Os cientistas já haviam realizado experiências semelhantes antes, disse Shim, mas essas foram baseadas em um cenário semelhante à Terra, com pequenos incrementos de água. Observar essa nova transição de fase dá aos modeladores uma idéia melhor sobre a composição geológica real dos exoplanetas ricos em água e também insights sobre que tipos de vida podem chamar esses exoplanetas de lar.

“É um ponto de partida para construir a maneira como a química funciona nesses planetas”, disse Shim. “Como a água interage com as rochas é importante para a vida na Terra e, portanto, também é importante entender o tipo de vida que pode estar em alguns desses mundos”.

Shim reconhece que essa pesquisa não é a primeira coisa que se pode imaginar ao pensar em uma fonte de luz como a APS. Mas é exatamente essa diversidade que ele disse ser uma vantagem das instalações de usuários em larga escala.

“As pessoas dificilmente pensam em astrofísica quando falam sobre uma instalação de raios-X”, disse ele. “Mas podemos usar uma instalação como a APS para entender um objeto distante demais para ser visto”.

Astrobiologia

Este trabalho é financiado por doações da National Science Foundation (NSF), da National Aeronáutica e Space Administration (NASA) e da Keck Foundation.

Sobre a fonte avançada de fótons

A Fonte Avançada de Fótons (APS) do Departamento de Energia do Departamento de Energia dos EUA, no Laboratório Nacional de Argonne, é uma das instalações de fonte de luz de raios-X mais produtivas do mundo. O APS fornece feixes de raios X de alto brilho a uma comunidade diversificada de pesquisadores em ciência dos materiais, química, física da matéria condensada, ciências da vida e ambientais e pesquisa aplicada. Esses raios-X são ideais para explorações de materiais e estruturas biológicas; distribuição elementar; estados químicos, magnéticos e eletrônicos; e uma ampla gama de sistemas de engenharia tecnologicamente importantes, desde baterias a sprays de injetores de combustível, todos os quais são as bases do bem-estar econômico, tecnológico e físico de nosso país. A cada ano, mais de 5.000 pesquisadores usam o APS para produzir mais de 2.000 publicações detalhando descobertas impactantes e resolver estruturas de proteínas biológicas mais vitais do que os usuários de qualquer outra instalação de pesquisa de fontes de luz de raios-X. Os cientistas e engenheiros da APS inovam a tecnologia que está no coração do avanço das operações de aceleradores e fontes de luz. Isso inclui os dispositivos de inserção que produzem raios X de brilho extremo, valorizados pelos pesquisadores, lentes que focalizam os raios X em alguns nanômetros, instrumentação que maximiza a maneira como os raios X interagem com as amostras em estudo e software que reúne e gerencia a enorme quantidade de dados resultantes da pesquisa de descoberta na APS.

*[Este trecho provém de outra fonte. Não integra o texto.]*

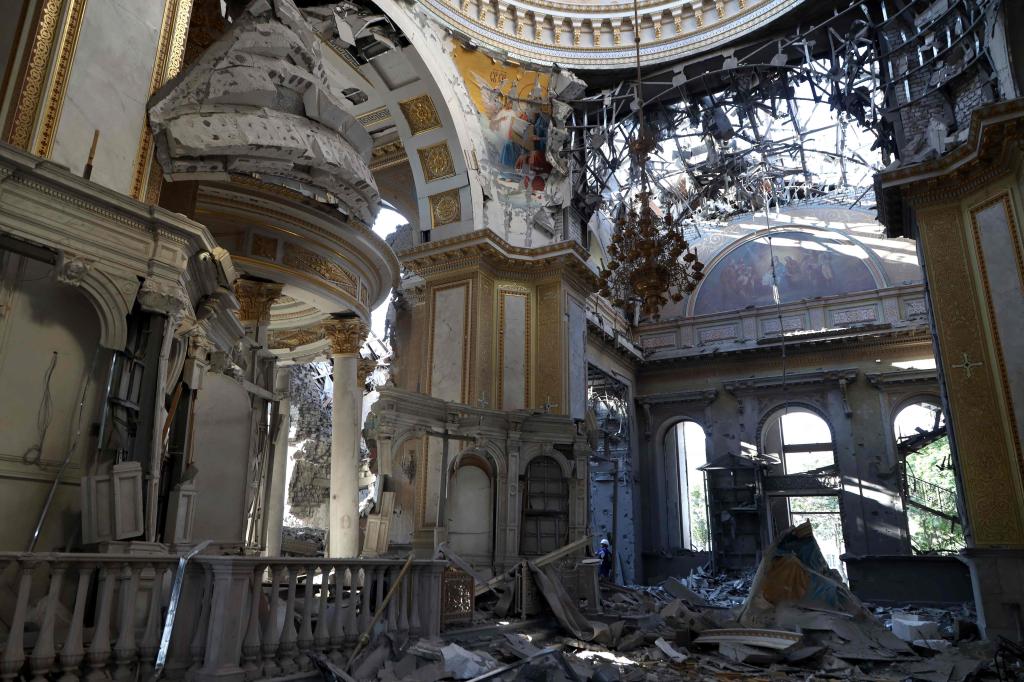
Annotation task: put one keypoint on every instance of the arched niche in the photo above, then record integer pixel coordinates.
(470, 509)
(545, 524)
(802, 441)
(685, 449)
(809, 263)
(928, 478)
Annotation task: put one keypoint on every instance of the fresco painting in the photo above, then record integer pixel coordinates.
(807, 266)
(515, 115)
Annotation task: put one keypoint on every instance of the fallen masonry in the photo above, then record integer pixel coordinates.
(793, 620)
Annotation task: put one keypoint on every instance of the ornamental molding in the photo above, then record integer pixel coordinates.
(600, 35)
(802, 380)
(702, 397)
(346, 335)
(904, 379)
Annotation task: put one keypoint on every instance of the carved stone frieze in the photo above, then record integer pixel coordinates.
(255, 299)
(346, 335)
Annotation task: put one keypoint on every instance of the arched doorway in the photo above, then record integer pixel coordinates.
(801, 442)
(470, 511)
(545, 508)
(686, 443)
(929, 483)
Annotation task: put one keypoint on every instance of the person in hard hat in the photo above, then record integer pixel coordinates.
(604, 554)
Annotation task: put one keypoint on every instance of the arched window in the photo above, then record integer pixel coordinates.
(929, 482)
(802, 442)
(689, 442)
(545, 508)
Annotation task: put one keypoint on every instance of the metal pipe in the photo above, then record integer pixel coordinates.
(74, 443)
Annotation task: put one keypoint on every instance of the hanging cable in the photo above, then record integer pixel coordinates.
(34, 455)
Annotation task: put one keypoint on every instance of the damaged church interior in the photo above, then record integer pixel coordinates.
(548, 340)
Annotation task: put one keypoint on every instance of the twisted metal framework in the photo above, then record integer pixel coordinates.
(811, 112)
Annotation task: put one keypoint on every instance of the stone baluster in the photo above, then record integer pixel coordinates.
(251, 644)
(365, 588)
(152, 631)
(305, 630)
(43, 653)
(73, 651)
(198, 646)
(340, 613)
(13, 652)
(271, 634)
(414, 588)
(392, 608)
(351, 624)
(124, 648)
(322, 639)
(99, 647)
(288, 649)
(402, 597)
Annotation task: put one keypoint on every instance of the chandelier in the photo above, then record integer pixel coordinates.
(650, 261)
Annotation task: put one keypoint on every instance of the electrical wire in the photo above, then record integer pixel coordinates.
(34, 455)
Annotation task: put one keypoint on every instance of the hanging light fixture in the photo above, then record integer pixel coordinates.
(650, 260)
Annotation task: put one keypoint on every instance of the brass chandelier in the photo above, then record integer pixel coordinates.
(650, 260)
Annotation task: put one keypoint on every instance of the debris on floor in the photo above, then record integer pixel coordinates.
(794, 619)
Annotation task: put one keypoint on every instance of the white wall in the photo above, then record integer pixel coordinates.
(39, 317)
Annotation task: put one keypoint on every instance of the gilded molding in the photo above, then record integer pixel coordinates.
(290, 339)
(421, 114)
(345, 334)
(984, 453)
(61, 74)
(445, 208)
(24, 120)
(436, 162)
(170, 55)
(307, 261)
(255, 299)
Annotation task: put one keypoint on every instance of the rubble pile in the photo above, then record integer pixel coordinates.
(793, 620)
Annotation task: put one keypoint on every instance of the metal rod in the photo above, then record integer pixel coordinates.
(365, 637)
(73, 446)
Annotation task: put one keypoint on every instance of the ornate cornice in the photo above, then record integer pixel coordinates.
(595, 35)
(796, 380)
(702, 397)
(255, 299)
(346, 335)
(904, 379)
(484, 247)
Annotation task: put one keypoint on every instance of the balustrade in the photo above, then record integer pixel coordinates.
(100, 616)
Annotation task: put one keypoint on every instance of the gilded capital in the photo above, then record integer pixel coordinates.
(255, 299)
(346, 335)
(366, 368)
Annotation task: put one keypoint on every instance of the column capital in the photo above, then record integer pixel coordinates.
(367, 366)
(255, 299)
(346, 335)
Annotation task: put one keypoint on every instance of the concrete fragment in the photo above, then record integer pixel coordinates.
(668, 650)
(465, 665)
(909, 627)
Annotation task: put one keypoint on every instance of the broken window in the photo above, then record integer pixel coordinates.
(545, 508)
(929, 483)
(802, 480)
(691, 449)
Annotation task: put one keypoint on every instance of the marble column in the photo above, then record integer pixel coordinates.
(279, 473)
(346, 337)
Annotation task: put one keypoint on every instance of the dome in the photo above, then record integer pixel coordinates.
(588, 36)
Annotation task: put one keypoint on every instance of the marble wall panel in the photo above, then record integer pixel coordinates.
(109, 88)
(578, 358)
(514, 350)
(449, 340)
(1000, 254)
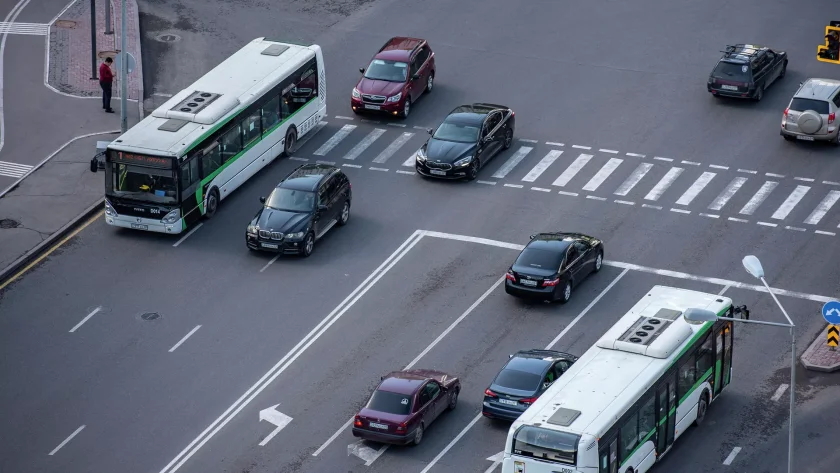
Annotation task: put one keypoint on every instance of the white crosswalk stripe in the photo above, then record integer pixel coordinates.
(572, 170)
(664, 184)
(541, 166)
(511, 163)
(364, 144)
(13, 169)
(602, 174)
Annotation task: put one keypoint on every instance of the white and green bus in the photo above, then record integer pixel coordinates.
(179, 163)
(620, 407)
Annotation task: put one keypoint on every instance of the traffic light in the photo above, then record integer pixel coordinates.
(830, 51)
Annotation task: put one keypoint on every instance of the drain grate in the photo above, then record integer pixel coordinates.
(9, 223)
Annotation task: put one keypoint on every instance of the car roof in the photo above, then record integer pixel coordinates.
(820, 89)
(399, 48)
(307, 177)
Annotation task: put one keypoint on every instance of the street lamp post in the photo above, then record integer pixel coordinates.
(753, 266)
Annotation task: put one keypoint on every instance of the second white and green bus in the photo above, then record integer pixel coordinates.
(622, 405)
(176, 165)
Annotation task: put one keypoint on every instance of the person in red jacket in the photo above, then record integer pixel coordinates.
(106, 80)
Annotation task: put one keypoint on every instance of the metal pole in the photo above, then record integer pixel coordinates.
(93, 40)
(108, 29)
(123, 74)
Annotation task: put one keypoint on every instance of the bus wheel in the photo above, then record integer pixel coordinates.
(212, 203)
(290, 145)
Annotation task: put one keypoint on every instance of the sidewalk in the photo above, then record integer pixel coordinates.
(45, 204)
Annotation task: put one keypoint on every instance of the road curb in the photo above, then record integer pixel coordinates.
(11, 270)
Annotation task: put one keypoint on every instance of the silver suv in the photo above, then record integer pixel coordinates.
(812, 113)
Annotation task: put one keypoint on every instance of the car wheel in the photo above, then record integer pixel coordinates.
(345, 214)
(418, 435)
(212, 204)
(308, 245)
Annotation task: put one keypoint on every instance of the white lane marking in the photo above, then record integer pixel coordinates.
(732, 456)
(759, 197)
(778, 394)
(664, 184)
(334, 140)
(541, 166)
(572, 170)
(393, 147)
(635, 267)
(76, 432)
(723, 198)
(696, 188)
(548, 347)
(633, 179)
(293, 354)
(361, 146)
(269, 263)
(792, 200)
(512, 162)
(429, 348)
(181, 341)
(183, 238)
(602, 174)
(823, 208)
(94, 312)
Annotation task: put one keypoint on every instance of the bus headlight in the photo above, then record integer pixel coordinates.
(172, 217)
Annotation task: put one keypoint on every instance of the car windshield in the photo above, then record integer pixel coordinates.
(291, 200)
(391, 71)
(732, 70)
(800, 105)
(142, 183)
(392, 403)
(459, 132)
(515, 379)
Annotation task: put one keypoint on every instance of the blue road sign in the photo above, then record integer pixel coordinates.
(831, 312)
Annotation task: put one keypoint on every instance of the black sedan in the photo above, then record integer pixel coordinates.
(746, 71)
(552, 264)
(469, 137)
(303, 207)
(523, 379)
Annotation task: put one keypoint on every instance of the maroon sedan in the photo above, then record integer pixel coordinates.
(402, 70)
(404, 405)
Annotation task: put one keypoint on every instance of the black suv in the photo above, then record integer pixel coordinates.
(300, 210)
(520, 383)
(745, 70)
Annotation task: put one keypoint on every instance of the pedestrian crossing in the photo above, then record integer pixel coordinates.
(13, 170)
(596, 173)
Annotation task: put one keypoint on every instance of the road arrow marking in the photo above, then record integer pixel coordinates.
(277, 418)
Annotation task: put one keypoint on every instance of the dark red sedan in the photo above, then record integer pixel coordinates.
(404, 405)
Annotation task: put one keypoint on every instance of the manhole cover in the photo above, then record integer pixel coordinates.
(168, 38)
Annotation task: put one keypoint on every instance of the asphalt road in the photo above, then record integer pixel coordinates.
(575, 75)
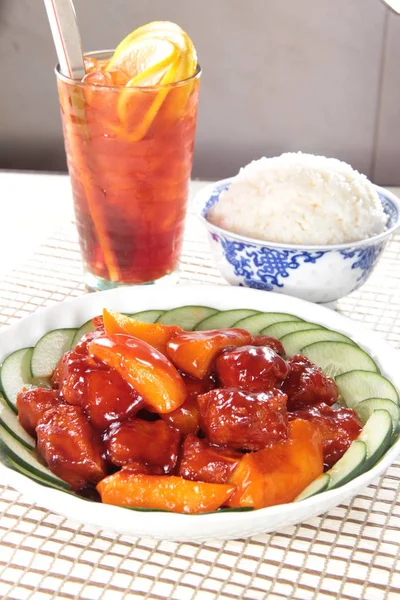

O Laboratório Nacional de Argonne busca soluções para problemas prementes nacionais em ciência e tecnologia. Primeiro laboratório nacional do país, Argonne conduz pesquisas científicas básicas e aplicadas de ponta em praticamente todas as disciplinas científicas. Os pesquisadores de Argonne trabalham em estreita colaboração com pesquisadores de centenas de empresas, universidades e agências federais, estaduais e municipais para ajudá-los a resolver seus problemas específicos, avançar a liderança científica da América e preparar a nação para um futuro melhor. Com funcionários de mais de 60 países, Argonne é gerenciada pela UChicago Argonne, LLC para o Departamento de Energia do Departamento de Energia dos EUA.